Modern microsurgical techniques for cataract removal are highly successful procedures. The few complications that exist are becoming even more remote, with newer developments in surgical techniques and anesthesia.


Some minor complications that can occur include a slight drooping of the eyelid, swelling around the eye, corneal haze, reflections or slight distortion from the lens implant, which are usually temporary. The chances for serious complications are negligible. Possible serious complications include infection, severe inflammation, and hemorrhage. In a majority of cases these complications can be treated successfully or may resolve on their own with a good final restoration of vision. The above list is however not exhaustive.

 

Can Cataract be treated with Lasers?

Contrary to a popular myth cataract cannot be removed with lasers. Surgery done by phacoemulsification is commonly termed "Laser Surgery" by many people.


However, in a certain number of patients undergoing cataract surgery, the back part of the lens capsule may become thick or opaque over a period of time causing blurred vision.

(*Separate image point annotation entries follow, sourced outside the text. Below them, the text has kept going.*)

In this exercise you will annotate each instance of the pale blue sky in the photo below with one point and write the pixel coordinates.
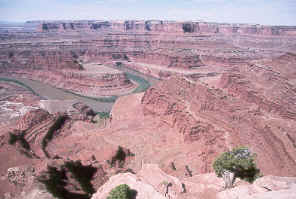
(272, 12)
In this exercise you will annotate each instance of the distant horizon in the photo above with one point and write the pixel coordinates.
(263, 12)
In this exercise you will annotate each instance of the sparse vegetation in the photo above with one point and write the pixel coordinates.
(173, 166)
(238, 163)
(122, 191)
(104, 115)
(49, 135)
(189, 172)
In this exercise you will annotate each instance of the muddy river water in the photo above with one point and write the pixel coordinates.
(49, 92)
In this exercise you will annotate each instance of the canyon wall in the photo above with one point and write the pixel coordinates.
(157, 26)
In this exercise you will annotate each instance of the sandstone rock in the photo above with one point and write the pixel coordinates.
(144, 190)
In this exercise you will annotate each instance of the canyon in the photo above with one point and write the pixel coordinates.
(170, 96)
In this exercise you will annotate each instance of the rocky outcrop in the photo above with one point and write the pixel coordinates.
(154, 26)
(221, 120)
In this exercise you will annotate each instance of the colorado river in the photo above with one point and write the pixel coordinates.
(49, 92)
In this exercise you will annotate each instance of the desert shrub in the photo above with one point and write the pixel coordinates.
(189, 172)
(82, 174)
(119, 156)
(10, 54)
(240, 161)
(173, 166)
(104, 115)
(122, 191)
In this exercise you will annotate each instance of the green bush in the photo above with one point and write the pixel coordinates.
(122, 192)
(104, 115)
(240, 161)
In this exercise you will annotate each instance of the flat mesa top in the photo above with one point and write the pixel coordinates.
(97, 68)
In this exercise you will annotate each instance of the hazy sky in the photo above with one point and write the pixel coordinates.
(273, 12)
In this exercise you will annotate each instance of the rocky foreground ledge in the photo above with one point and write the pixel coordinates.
(152, 182)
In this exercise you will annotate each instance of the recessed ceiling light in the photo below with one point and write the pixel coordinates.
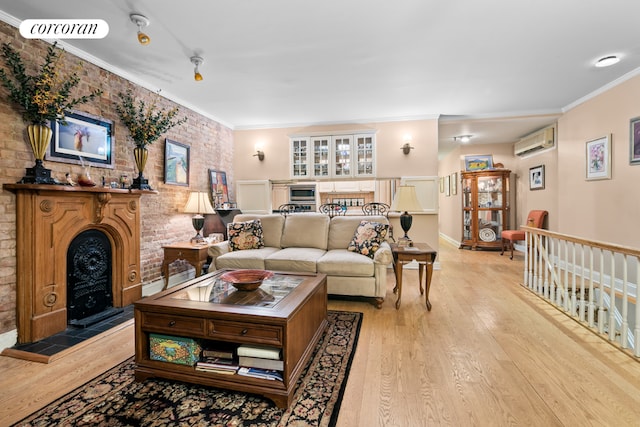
(607, 61)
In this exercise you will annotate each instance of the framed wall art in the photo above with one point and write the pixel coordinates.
(176, 163)
(84, 140)
(536, 178)
(634, 142)
(598, 158)
(478, 163)
(219, 187)
(454, 183)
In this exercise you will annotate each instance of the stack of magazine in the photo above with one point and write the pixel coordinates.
(260, 362)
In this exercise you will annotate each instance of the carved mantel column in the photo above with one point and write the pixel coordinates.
(48, 217)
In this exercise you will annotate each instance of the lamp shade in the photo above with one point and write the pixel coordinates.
(406, 199)
(198, 203)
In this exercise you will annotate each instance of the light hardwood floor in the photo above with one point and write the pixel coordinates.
(490, 353)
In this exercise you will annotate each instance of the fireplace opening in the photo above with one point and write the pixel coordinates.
(89, 282)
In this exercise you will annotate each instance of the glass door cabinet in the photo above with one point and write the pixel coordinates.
(485, 208)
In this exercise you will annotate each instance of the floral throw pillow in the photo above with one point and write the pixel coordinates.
(245, 235)
(367, 238)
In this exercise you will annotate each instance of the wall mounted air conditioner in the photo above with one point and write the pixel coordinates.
(544, 138)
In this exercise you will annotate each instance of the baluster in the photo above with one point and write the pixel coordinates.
(581, 301)
(612, 299)
(592, 306)
(601, 309)
(624, 328)
(636, 341)
(574, 298)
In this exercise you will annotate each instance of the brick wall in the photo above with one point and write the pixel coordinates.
(162, 222)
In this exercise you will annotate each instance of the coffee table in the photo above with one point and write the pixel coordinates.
(288, 312)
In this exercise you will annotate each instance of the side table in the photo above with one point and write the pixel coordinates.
(194, 254)
(424, 255)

This is known as a secondary cataract. This is not a complication. The condition is treated with a "YAG Laser Capsulotomy" with full restoration of vision.

 

Benefits of cataract surgery:
There are numerous benefits of cataract surgery, many of which cannot be measured statistically. These include: -
Improved colour vision - colours are brighter and more vivid after cataract surgery.

  • Greater clarity of vision - vision is crisper and sharper after cataract surgery.
  • Improved quality of life - studies have repeatedly shown that people enjoy an improved quality of life after successful cataract surgery. Many people can resume driving, reading, writing, watching television, sewing, household work and using a computer immediately after. Even when retinal diseases or other problems prevent a total restoration of vision, the remaining vision is usually improved by cataract surgery.